Senin, 21 Juli 2014

Kini Agama Berpolitik Praktis

Kini Agama Berpolitik Praktis
            Ditengah Indahnya menyambut bulan suci Ramadhan, kini masyarakat disibukan dengan panasnya dunia politik. Sejak pemilu 9 April 2014 yang ketika itu dimenangkan PDI Perjuangan dalam penyelenggaraan pemilu legislatif. Saat ini di tengah bulan ramadhan giliran pilihan umum presiden tanggal 9 juli 2014 menjadi perdebatan dikalangan masyarakat. Tanpa mengingat berkah dan sucinya bulan ramadhan, masyarakat dari kalangan petani hingga pejabat desa berdebat memperjuangkan pendapat mereka yang mendukung salah satu calon presiden. Sayangnya, bukan perdebatan yang sehat melainkan saling mencaci calon lawan atau yang sering disebut black campain.
            Di era sekarang masyarakat lebih pintar dalam melihat politik yang tak berarah. Minilik kebaikan dan komitmen akan janji saat kampanye dan lebih kritis dalam menanggapi kebijakan dan pemikran calon presiden. Namun disisi lain masyarakat secara tidak sadar digiring menjadi pion yang siap disuruh dan melindungi calon presiden yang entah menjajikan apa kepada masyarakat tersebut. Banyak dilema yang terjadi di masyarakat ketika pemerintahan dar tahun ke tahun tidak menunjukkan perkembangan dalam mewujudkan mimpi Indonesia. Malah kini banyak kasus korupsi oleh petinggi Negara dan masyarakat hanya dituntut diam menyaksikan di layar televisi tanpa dapat berbuat.

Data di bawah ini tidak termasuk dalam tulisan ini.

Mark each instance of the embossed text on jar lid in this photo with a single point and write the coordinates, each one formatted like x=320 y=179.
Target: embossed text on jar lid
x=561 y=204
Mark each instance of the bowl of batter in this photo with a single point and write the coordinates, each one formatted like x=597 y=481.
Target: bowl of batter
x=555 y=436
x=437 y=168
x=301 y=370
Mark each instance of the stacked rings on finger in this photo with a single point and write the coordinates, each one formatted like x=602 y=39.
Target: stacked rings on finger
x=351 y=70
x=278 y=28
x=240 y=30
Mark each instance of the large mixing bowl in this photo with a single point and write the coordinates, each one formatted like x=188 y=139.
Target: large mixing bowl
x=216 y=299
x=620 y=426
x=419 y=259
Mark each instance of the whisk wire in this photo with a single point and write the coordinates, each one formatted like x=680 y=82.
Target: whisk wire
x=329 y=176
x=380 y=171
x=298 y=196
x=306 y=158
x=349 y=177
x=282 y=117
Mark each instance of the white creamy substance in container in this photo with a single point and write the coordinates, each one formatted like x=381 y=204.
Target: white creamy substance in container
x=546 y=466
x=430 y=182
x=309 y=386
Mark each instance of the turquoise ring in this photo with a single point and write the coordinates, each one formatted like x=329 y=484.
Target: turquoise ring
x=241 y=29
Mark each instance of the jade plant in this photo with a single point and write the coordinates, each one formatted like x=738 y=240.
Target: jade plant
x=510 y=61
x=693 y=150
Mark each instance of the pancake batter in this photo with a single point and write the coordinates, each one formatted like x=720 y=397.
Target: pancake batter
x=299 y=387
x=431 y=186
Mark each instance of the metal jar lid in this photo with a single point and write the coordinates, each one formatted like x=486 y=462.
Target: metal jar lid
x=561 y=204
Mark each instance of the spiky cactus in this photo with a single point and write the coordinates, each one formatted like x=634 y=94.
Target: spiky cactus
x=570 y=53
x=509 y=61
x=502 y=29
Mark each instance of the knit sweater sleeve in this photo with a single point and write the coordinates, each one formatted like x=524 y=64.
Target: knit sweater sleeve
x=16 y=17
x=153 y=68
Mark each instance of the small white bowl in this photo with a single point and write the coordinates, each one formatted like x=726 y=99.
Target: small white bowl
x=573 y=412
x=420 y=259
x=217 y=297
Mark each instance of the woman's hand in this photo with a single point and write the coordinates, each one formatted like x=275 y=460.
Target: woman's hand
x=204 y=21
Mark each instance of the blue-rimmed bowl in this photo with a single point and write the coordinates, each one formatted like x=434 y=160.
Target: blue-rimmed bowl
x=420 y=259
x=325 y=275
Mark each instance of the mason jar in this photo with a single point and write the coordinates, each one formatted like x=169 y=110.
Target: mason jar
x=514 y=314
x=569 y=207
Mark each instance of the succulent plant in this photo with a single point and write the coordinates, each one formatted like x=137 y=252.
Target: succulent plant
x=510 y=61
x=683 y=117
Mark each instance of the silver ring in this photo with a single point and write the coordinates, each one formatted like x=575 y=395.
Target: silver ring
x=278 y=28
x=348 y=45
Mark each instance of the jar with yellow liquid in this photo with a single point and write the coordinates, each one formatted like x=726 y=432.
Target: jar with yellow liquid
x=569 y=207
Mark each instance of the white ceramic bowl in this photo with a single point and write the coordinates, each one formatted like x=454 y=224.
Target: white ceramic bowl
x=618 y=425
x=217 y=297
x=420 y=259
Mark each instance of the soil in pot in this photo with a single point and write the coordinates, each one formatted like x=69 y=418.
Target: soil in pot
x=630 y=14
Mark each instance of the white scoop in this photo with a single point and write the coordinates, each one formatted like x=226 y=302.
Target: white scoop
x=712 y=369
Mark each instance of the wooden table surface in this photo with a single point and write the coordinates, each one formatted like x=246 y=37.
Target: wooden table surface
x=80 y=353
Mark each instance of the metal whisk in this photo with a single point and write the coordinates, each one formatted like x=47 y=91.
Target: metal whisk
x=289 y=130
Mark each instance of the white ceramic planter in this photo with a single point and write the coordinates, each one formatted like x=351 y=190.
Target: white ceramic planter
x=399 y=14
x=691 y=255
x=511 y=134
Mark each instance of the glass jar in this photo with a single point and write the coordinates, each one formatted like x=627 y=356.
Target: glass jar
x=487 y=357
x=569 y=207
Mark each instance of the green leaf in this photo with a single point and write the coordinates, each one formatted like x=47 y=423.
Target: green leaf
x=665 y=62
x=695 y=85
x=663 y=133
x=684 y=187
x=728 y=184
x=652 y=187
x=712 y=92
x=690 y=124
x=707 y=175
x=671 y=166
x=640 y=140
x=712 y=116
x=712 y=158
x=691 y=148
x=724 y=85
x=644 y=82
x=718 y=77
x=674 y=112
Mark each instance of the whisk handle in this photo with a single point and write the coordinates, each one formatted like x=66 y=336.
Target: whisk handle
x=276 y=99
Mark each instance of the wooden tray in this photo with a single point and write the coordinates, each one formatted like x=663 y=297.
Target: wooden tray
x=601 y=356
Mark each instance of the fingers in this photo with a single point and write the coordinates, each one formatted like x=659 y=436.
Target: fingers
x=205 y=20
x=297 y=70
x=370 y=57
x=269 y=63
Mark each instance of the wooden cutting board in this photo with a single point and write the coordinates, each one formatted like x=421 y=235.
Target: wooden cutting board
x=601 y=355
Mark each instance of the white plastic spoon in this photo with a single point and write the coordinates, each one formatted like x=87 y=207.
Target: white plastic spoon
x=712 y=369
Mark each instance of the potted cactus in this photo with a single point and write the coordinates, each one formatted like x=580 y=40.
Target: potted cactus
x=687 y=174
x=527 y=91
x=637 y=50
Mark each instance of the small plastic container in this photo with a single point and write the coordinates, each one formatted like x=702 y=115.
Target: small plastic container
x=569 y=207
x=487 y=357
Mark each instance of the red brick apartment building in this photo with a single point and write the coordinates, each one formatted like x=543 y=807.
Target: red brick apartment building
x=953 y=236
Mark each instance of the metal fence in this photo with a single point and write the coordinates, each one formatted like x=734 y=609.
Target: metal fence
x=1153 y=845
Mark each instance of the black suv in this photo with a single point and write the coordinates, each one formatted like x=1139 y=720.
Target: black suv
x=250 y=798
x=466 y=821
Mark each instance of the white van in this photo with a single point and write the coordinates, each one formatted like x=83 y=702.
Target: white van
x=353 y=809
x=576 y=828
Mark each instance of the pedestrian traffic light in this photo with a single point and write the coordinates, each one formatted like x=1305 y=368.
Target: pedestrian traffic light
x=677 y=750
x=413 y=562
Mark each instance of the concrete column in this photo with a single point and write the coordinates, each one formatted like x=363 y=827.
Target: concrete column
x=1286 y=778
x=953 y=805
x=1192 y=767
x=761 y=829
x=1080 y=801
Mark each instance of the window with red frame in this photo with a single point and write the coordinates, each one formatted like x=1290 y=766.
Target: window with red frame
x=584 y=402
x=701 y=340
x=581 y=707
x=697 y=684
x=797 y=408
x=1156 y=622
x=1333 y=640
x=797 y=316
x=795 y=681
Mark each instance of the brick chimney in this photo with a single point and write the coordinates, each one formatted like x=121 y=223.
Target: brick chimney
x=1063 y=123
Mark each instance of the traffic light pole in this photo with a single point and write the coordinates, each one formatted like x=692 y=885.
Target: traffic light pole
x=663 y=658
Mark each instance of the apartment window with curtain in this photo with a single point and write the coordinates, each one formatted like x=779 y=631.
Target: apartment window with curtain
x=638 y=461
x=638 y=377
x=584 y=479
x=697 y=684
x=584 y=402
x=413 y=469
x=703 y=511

            Bulan ramadhan kini tak seterang tahun tahun sebelumnya. Politik sudah merubah wajah ramadhan menjadi gelap dan masyarakat yang harusnya suci kini kembali kotor dengan dosa dosa politik. Ramadhan yang biasanya takut untuk berbohong, memfitnah, mencibir, mengadu domba, menyuap saat ini bukan hal yang tabu untuk dilakukan.
Ormas Agama
            Perang politik bukan hanya terjadi antar partai koalisi namun sudah merambah ormas ormas agama yang biasanya netral. Bahkan tokoh agama pun menyerukan beberapa pengikutnya untuk memilih salah satu kandidat. Dan yang lebih aneh satu ormas Nahdlatul Ulama ikut berpartisipasi namun terpecah ke dalam dua kubu. Tokoh tokoh pun kini berperang argumen untuk membela pasangan Capres – Cawapres. Ada beberapa tokoh NU (Said Aqil Siradj, Habib Luthfi bin Yahya, KH. Maimoen Zubair) memihak Prabowo-Hatta sedangkan Nushron Wahid sebagai pimpinan Pemuda Anshor yang merupakan organisasi naungan NU memihak Jokowi-JK. Khittah NU yang tidak ingin berpolitik pun kini sirna karena perpecahan pemilu presiden dan wakil presiden
            Perdebatan khilafiyah mengenai penentuan awal ramadhan dan idul fitri akan semakin runyam dengan perdebatan calon presiden. Banyaknya koalisi partai islam di kubu Prabowo-Hatta membuat pemuda muslim melupakan akhlaq mereka untuk menghina, mencaci dan memfitnah Jokowi-JK dengan mengatakan Jokowi sebagai keturunan PKI, Nashrani dan sebagainya. Kini agama islam bukan menjadi pencerah namun pengeruh suasana di bulan suci ramadhan.